Model selection and learning theory for densities

Model selection/ learning theory meets density estimation, especially for mixture densities.

There are various convergence results, depending on your assumptions on mixing distributions and component distributions and true distributions and the stars and so on.

Everyone has assumptions on fixed component scales, or requires a free regularisation parameter. Especially I would like sample complexity results that can allow me to bound number of components before seeing the data. AFAICT there is no-one who can give me a good, general model selection procedure that does not involve cross-validation in practice.

TODO: explain why this is fiddly, choice of loss function etc.

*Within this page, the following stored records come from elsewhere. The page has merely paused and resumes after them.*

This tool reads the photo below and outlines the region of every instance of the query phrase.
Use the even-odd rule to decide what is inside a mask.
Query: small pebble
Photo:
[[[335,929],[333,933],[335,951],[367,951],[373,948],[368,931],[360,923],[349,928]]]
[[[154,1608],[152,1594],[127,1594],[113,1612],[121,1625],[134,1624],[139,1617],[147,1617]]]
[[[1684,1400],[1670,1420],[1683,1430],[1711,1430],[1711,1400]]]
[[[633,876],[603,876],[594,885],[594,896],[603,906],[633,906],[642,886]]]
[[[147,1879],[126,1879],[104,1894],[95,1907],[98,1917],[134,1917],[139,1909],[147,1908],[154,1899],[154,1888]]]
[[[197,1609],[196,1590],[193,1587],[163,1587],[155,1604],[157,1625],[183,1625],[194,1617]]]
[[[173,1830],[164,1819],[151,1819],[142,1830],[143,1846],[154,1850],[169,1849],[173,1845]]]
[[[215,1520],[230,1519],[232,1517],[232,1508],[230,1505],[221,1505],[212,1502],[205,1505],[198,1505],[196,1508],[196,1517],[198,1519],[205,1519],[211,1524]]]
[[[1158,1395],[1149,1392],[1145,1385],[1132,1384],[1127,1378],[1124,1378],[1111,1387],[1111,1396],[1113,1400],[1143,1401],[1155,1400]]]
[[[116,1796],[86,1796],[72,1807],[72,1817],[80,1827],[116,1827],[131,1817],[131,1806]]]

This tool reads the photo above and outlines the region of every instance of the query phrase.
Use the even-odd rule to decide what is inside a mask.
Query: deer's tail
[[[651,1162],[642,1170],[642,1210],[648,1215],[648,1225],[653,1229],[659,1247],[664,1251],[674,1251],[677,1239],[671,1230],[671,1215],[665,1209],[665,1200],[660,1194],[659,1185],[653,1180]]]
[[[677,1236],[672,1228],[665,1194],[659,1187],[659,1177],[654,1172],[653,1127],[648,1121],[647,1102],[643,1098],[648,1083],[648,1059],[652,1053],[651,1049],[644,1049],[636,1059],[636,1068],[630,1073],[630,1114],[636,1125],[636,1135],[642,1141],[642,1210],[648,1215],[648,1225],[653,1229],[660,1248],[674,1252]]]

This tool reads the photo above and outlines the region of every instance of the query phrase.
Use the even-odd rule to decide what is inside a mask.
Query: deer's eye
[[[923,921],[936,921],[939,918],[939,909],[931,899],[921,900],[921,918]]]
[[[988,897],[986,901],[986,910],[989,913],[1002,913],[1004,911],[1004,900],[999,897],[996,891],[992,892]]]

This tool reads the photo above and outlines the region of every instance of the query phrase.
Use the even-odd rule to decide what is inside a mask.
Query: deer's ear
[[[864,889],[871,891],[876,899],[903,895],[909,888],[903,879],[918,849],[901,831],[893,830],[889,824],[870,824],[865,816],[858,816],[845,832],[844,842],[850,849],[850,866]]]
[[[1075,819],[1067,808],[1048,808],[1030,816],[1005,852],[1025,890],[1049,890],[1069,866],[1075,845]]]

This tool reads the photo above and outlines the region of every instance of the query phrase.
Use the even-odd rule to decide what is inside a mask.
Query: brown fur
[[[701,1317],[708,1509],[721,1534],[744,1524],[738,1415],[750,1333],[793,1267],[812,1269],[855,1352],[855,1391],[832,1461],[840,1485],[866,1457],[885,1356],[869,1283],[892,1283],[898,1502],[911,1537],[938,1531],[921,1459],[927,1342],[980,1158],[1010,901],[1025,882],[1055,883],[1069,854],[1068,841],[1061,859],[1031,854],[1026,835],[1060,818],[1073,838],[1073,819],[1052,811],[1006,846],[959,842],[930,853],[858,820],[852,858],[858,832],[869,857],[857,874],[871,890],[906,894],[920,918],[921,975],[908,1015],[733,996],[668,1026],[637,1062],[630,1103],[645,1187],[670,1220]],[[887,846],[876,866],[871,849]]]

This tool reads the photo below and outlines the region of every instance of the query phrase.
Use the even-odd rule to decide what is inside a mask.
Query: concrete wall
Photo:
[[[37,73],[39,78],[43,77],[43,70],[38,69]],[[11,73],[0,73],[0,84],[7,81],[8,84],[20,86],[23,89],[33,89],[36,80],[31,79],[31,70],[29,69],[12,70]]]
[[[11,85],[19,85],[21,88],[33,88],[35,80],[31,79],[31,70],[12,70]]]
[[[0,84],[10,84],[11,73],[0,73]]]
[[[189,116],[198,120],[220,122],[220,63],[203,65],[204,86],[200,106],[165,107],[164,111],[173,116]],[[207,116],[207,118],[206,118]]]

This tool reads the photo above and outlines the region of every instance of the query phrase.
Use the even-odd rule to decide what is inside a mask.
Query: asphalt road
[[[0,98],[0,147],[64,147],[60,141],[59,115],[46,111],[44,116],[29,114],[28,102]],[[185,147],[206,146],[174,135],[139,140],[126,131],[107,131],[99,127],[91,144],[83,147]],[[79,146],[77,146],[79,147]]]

Large sample results for mixtures

I would prefere not to rely on asymptotic distributions, but maybe the use of the AIC would be smooth enough for me to just deal with it.

McRa14 claims the AIC doesn't work because ‘certain regularity assumptions’ necessary for it are not satisfied (which?) but that I may try the BIC, as per BaCo91 or BHLL08. Contrariwise, Mass07 gives explicit cases where the AIC does work in penalised density estimation, so… yeah. In any case, it's certainly true that the derivation and calculation of the GIC is tedious.

GhVa01 give MLE risk bounds under various assumptions, which I could maybe use independently.

Finite sample results for mixtures

In a penalised least-squares framework, see BePR11, Geer08, BuTW07a. This generally seems much more reasonable to me, and I'm reading up on it. However, I think that basis selection is going to turn out to be nasty. Massart et al (MaMi11) have some results based on Massart's lecture notes (Mass07), which, by the way, are really accessible as an introduction.

Massart (Mass07) explains some of the complications here and gives example applicattions of both least-squares and ML model selection procedures for general density model selection. However, his results are restricted to mixtures of orthonormal bases, which, realistically, means histograms with bins of disjoint support, if you want your density to be non-negative. Wondering how much work it is to get overlapping support.